Fiona Spellman, Chief Executive of SHINE, discusses the two strategic partnerships SHINE has recently made in order to establish the context in which disparities exist.
Since SHINE took the bold decision to relocate out of London, it has become increasingly apparent to us that the educational challenges facing young people in the Northern Powerhouse region today are geographically unique. In the face of the common North/South division rhetoric, which tends to pit the success of London schools against the relative failures of schools in the North, SHINE recognises the need to understand the differing challenges that face disadvantaged pupils across the North of England. The issue cannot be solved by a one-size fit all approach. The techniques adopted in London will not achieve the same success in the North of England, as the contextual disparities are fundamentally different.
With this in mind, SHINE has taken steps to ensure that we, as a charity, can understand and highlight the challenges that face pupils with a view to identifying projects that will make the biggest impact, at a local level. SHINE has recently launched two strategic partnerships with Right to Succeed and Schools North East as part of our approach to achieve this.
Right to Succeed is an organisation that works to effectively deliver place-based change in education. It is their mission to deploy a collective approach that works with local stakeholders to identify and solve educational problems using evidence-based solutions which are driven by local context and needs.
Graeme Duncan, CEO, states, “Right to Succeed are thrilled to be working in partnership with SHINE on 2 major placed based initiatives in the North West. The partnership sees us working together with local stakeholders to create the conditions where major projects could have a significant impact on outcomes across the place.”
As part of this partnership, SHINE is supporting a ‘Discovery’ process of how to deliver place-based change in Manchester, more specifically focusing on reducing exclusions. This is a particularly relevant need which has been highlighted by the case involving the Urbis gang last summer. This 16-strong gang, consisting mostly of 13 to 14-year olds which tormented Manchester suburbs and the city centre. They were charged with 107 crimes in total, ranging from knife crime to theft of property from a homeless man. The critical factor is that all members of the Urbis gang met in the Pupil Referral Unit system- an organisation that provides education to pupils who have been excluded.
It is apparent here that there is a fundamental failure within the school system and in society at the early stages of development that is creating the conditions for pupils to become disengaged with school, develop serious behavioural issues and enter a cycle of isolation- unable to become functioning members of society. As Lucy Powell, Manchester Central MP, stated ‘it is a failure for all of us, not just for the individuals.’

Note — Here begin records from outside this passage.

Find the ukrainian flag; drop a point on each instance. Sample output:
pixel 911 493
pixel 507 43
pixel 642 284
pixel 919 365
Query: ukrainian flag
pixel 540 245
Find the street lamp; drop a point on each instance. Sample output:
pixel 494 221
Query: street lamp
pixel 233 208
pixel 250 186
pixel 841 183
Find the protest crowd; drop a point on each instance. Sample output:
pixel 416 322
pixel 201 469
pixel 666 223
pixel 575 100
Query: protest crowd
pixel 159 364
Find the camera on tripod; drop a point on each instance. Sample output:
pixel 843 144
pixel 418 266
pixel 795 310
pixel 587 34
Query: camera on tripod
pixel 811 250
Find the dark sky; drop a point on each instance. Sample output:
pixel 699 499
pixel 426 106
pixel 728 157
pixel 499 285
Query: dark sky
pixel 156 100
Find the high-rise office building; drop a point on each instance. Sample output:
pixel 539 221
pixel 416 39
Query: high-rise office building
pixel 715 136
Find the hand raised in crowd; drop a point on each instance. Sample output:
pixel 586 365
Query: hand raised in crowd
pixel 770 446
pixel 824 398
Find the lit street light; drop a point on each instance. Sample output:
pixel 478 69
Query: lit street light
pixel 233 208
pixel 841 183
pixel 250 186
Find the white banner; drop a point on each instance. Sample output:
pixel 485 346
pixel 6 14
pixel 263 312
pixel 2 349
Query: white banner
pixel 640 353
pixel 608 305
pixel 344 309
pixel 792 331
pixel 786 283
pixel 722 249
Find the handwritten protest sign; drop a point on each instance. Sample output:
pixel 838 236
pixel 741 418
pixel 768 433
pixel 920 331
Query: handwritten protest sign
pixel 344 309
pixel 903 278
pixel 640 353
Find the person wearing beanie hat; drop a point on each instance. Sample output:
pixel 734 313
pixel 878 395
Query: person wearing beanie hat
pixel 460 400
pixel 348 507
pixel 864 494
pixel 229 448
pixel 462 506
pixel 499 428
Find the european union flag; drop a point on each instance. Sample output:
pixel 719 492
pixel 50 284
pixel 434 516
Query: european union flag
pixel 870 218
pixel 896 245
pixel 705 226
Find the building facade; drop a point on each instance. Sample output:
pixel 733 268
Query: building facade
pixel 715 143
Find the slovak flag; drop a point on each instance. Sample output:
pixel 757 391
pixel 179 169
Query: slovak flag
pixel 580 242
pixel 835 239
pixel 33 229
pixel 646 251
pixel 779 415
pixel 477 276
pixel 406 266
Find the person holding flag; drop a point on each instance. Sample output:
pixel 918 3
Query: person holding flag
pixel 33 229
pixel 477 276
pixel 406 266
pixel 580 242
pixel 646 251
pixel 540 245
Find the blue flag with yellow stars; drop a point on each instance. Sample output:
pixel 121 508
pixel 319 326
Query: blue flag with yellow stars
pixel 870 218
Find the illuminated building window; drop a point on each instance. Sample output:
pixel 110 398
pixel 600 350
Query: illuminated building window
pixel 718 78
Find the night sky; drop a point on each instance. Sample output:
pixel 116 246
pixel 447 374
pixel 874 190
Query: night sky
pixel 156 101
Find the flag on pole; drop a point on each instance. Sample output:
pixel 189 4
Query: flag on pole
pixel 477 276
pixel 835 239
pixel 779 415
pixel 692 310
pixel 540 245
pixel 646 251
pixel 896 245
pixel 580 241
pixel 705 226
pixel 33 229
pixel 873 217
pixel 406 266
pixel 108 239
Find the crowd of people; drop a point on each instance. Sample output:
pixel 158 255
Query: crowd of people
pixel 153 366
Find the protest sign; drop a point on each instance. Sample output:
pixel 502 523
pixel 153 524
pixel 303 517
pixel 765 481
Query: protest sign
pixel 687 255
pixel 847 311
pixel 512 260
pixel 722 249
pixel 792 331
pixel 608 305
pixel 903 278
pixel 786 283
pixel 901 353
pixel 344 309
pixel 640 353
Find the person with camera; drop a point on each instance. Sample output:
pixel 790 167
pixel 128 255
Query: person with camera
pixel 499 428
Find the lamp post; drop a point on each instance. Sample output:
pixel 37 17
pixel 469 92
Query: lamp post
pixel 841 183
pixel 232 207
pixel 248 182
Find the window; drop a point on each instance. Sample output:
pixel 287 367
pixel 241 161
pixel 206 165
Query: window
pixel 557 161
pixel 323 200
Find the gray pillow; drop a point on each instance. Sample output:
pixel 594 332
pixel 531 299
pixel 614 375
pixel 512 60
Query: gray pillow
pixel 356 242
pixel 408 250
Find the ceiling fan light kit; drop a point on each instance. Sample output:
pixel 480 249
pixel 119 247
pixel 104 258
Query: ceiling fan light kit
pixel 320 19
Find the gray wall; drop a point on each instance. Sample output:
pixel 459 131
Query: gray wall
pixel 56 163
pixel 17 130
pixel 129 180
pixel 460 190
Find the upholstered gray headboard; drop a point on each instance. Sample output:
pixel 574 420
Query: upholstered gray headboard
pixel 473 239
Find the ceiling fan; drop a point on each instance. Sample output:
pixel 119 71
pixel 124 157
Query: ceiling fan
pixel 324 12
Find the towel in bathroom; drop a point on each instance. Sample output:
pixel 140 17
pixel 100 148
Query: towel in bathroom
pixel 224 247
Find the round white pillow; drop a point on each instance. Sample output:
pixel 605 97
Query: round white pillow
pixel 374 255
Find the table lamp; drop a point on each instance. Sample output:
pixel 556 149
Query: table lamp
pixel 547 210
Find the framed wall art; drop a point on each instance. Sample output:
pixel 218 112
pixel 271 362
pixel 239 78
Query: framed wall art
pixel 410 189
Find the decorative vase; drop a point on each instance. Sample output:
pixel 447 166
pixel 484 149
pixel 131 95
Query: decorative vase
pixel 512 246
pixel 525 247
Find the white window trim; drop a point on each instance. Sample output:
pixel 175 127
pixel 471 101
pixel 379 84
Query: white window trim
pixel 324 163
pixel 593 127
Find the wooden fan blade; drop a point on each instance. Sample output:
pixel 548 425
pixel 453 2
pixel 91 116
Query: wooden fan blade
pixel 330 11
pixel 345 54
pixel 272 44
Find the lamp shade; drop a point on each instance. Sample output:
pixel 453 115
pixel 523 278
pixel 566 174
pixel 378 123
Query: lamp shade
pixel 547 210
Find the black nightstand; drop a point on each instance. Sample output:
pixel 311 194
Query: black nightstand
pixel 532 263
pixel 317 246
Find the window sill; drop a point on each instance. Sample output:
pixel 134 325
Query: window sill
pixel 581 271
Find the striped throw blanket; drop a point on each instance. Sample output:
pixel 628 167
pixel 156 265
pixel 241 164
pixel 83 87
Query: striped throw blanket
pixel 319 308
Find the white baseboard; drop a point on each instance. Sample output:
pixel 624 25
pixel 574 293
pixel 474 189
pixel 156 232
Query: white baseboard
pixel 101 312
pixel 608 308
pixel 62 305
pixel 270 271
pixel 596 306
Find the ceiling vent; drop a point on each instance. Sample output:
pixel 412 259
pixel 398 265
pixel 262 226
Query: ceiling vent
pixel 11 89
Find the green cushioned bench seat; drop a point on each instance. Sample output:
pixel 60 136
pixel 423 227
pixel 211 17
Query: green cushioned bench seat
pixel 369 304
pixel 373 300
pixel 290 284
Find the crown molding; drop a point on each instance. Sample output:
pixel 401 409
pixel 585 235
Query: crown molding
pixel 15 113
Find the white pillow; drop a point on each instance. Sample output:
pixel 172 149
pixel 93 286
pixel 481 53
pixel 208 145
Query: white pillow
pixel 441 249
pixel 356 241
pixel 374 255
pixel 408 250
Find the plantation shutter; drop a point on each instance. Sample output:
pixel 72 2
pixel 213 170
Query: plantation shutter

Right to Succeed have correctly identified this common issue across Manchester and aim with the help of SHINE and other partners, to reduce exclusions across the City. With programme manager support for schools, they aim to identify the capability needs that underline the problems with behaviour and performance. The success rate in a previous pilot project, in partnership with Educational Diversity, Blackpool’s Pupil Referral Unity, contributed to a fall in exclusions from 51 in 2016 to 22 in 2017. SHINE aims to support and learn with Right to Succeed to develop context and understanding to tackle the exclusion rate in Manchester.
A similar knowledge-focused partnership has also been developed between SHINE and Schools North East. With a focus again on place-based transformative change, the partnership aims to tackle the barriers that are currently holding back children in the North East. This region has a very high number of early years providers who have an Ofsted rating of Good or Outstanding, yet this doesn’t correlate to successful outcomes at the end of compulsory education.
Through this partnership, SHINE aims to invest at least £500k in programmes developed by North East schools over the next three years. This will allow SHINE to gain a unique insight into the perspectives of schools in the region and the barriers they currently face in accessing funding. Working collaboratively with Schools North East will create a community of evidence-based education practitioners’ where contacts, lessons learned, and opportunities are shared and disseminated across the region – and all in the effort to narrow the attainment gap.
It has become clear to SHINE that regional as well as national networks need to be fostered to create a hub of evidence-based change – and this must live in and be owned by the North. In recognising this, SHINE has made strides in creating links with organisations to best source this knowledge and put it into practice.